Friday, November 9, 2007

Well and Cutting

I'm more or less healthy and hale, and should have a chance to make that mounting plate for my friend this weekend. Pictures as the thing comes off the mill.

On another note, I may have found a neat opportunity to fly my kites for science. (Did that really sound as bad as it felt when I typed it?) The idea is to fly an instrument package on my kite that will take differential temperature measurements across 10cm, 30cm, 100cm, and 1300cm distances using high speed, high-sensitivity microthermal probes, all the while recording meteorological data (temp, humidity, barometric pressure, etc.) as well as GPS location, and log it all to an SD card as quickly as I can make the hardware do its job. The end result will be a dataset that can be used to determine the contribution of the air at each altitude toward atmospheric seeing at the site. ("Seeing" is a term indicating how much stars twinkle, or get shifted around by the air between them and your telescope. Good sites have low seeing, rotten sites have high seeing.)
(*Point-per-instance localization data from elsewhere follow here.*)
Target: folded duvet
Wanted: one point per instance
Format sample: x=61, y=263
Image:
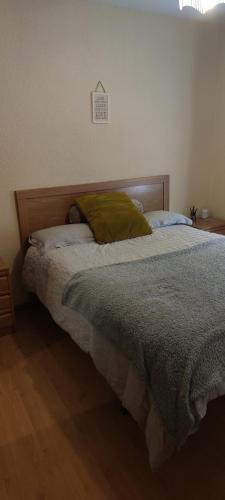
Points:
x=166, y=313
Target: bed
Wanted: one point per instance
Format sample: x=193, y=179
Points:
x=47, y=275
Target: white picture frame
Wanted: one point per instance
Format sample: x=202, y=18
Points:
x=100, y=107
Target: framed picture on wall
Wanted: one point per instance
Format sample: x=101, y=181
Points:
x=100, y=107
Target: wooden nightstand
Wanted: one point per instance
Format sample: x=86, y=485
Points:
x=6, y=302
x=211, y=224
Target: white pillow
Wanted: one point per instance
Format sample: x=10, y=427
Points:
x=61, y=236
x=161, y=218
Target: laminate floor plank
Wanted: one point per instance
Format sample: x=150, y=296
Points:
x=63, y=436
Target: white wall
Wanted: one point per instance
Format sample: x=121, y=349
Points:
x=159, y=70
x=217, y=167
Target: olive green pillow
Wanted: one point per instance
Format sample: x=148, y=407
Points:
x=112, y=217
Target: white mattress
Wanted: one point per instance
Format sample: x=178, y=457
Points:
x=46, y=275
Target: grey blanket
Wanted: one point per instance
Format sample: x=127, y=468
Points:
x=167, y=314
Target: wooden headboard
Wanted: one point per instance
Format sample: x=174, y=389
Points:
x=46, y=207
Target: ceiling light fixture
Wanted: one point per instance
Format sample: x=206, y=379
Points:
x=202, y=5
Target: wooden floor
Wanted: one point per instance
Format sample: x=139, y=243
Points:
x=63, y=437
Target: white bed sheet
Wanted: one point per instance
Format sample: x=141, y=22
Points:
x=47, y=274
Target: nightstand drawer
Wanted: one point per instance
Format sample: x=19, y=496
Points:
x=4, y=284
x=6, y=321
x=5, y=303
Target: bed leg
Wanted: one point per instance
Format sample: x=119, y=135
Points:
x=123, y=410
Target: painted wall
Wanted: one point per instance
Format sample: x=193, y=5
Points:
x=217, y=167
x=161, y=75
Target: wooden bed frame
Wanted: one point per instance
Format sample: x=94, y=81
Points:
x=47, y=207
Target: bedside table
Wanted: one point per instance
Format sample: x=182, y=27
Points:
x=211, y=224
x=6, y=302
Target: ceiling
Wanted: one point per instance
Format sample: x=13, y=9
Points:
x=164, y=6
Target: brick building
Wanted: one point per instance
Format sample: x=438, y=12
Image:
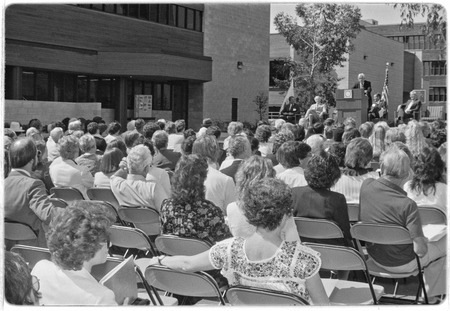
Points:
x=92, y=59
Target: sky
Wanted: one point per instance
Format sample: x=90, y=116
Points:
x=384, y=14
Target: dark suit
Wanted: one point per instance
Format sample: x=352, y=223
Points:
x=166, y=159
x=26, y=201
x=232, y=169
x=367, y=86
x=402, y=114
x=289, y=111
The advantage to knowing the answer to this is that you take care of seeing at different altitudes using different techniques. If most of the seeing is coming from 6km up, ground level adaptive optics won't do a whole lot to fix the problem. If most of the seeing is coming from the 0-500m regime, it will. (And if most of the seeing is coming from heat plumes inside the telescope dome itself, it's a whole 'nuther set of problems to be solved!)

Luckily this has been done, primarily with weather balloons. But balloons cost (upwards of $1000 for a balloon and a non-recoverable instrument package), and you don't get to fly them everywhere. If you need to sample kilometers of air column, you don't have much choice but to fly a balloon. But if you only need to sample 500m and below, a kite with a 100% recoverable instrument package starts to look attractive.

There's a lot that needs to happen between now and then. I've started my literature search, and I have a vague hand-waving idea of the differential temperature sensor design. But I have a long way to go between that and a deployable instrument package.

In any case, this is a fun one. And it might mean I get to fly my kites at work!